Chobani yogurt founder wants other US corporations to help ease refugee crisis

This is an archived article and the information in the article may be outdated. Please look at the time stamp on the story to see when it was last updated.
Data pix.

NEW YORK, NY – Refugees of all ages continue their march out of North Africa and the Middle East.

They face a dangerous and sometimes deadly journey, only to be met with political obstacles if they make it to Europe.

And now, Hamdi Ulukaya, the CEO of Chobani, the Greek yogurt company, says that has to change, and he’s putting his money where his mouth is: half of his wealth and millions of his company’s money, in fact.

And he wants other corporations to step up.

Ulukaya is a Kurd from Turkey. Even though he has never been a refugee, he understands their situation because of his ethnic background.

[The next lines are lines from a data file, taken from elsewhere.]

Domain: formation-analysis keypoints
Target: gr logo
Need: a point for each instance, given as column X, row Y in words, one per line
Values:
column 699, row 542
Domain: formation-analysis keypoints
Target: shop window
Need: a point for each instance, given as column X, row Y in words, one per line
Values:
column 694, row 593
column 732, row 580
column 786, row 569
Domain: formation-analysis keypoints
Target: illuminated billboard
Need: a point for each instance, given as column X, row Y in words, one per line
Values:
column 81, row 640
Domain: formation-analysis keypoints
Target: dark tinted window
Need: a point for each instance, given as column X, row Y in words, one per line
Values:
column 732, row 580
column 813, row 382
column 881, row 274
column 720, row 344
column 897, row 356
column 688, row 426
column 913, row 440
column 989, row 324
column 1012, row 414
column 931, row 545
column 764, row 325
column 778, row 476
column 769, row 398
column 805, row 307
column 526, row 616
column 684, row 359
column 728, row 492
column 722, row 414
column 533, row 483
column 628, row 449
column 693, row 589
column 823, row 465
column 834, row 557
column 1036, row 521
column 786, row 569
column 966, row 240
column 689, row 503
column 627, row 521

Tens of thousands of Kurds have fled into turkey from Syria to escape ISIS. Although Turkey opened its border for the Kurds, the country hasn’t necessarily been the Welcome Wagon model for the Middle East.

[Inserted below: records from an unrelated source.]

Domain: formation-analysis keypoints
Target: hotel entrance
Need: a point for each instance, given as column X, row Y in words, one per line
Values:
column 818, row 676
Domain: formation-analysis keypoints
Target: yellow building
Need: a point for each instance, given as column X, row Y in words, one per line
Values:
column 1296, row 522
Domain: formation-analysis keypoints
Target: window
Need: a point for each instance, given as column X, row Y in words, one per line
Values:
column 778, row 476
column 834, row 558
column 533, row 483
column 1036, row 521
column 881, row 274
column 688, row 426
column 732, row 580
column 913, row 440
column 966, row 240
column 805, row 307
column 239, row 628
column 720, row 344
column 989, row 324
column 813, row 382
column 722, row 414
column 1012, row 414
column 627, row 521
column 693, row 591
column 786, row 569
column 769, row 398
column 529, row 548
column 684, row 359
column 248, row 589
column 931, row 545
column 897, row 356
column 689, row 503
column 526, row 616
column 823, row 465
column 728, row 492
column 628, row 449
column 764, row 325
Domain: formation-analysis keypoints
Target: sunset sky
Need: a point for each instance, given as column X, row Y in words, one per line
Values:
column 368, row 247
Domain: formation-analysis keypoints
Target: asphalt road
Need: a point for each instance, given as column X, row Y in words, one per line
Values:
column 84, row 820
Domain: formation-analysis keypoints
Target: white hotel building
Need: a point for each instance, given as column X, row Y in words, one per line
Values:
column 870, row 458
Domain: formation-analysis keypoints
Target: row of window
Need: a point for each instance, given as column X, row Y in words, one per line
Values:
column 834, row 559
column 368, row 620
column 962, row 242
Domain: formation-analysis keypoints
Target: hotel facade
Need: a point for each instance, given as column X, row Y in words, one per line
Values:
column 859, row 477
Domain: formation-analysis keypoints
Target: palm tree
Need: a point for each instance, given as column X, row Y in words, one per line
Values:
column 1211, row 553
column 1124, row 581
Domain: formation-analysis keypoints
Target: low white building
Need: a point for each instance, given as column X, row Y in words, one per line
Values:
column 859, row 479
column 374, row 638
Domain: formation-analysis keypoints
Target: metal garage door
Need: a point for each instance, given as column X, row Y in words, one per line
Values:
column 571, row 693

About 600 refugees work at Chobani’s plant in upstate New York. Many of them tell the usual stories of oppression, persecution, and fear. Through them, Ulukaya learned the system for processing and resettling refugees is not working.

He’s convinced that corporate America will have to step up to get things changed.

Last year, he pledged $2 million from his company to help the refugee crisis along the Turkish border.

Earlier this year, he pledged $700 million of his own money, joining some of the world’s richest entrepreneurs who pledged to donate at least half of their wealth to help refugees.

Money is always good to help the immediate needs of refugees, but money alone will not stop the circumstances that created the crisis in the first place.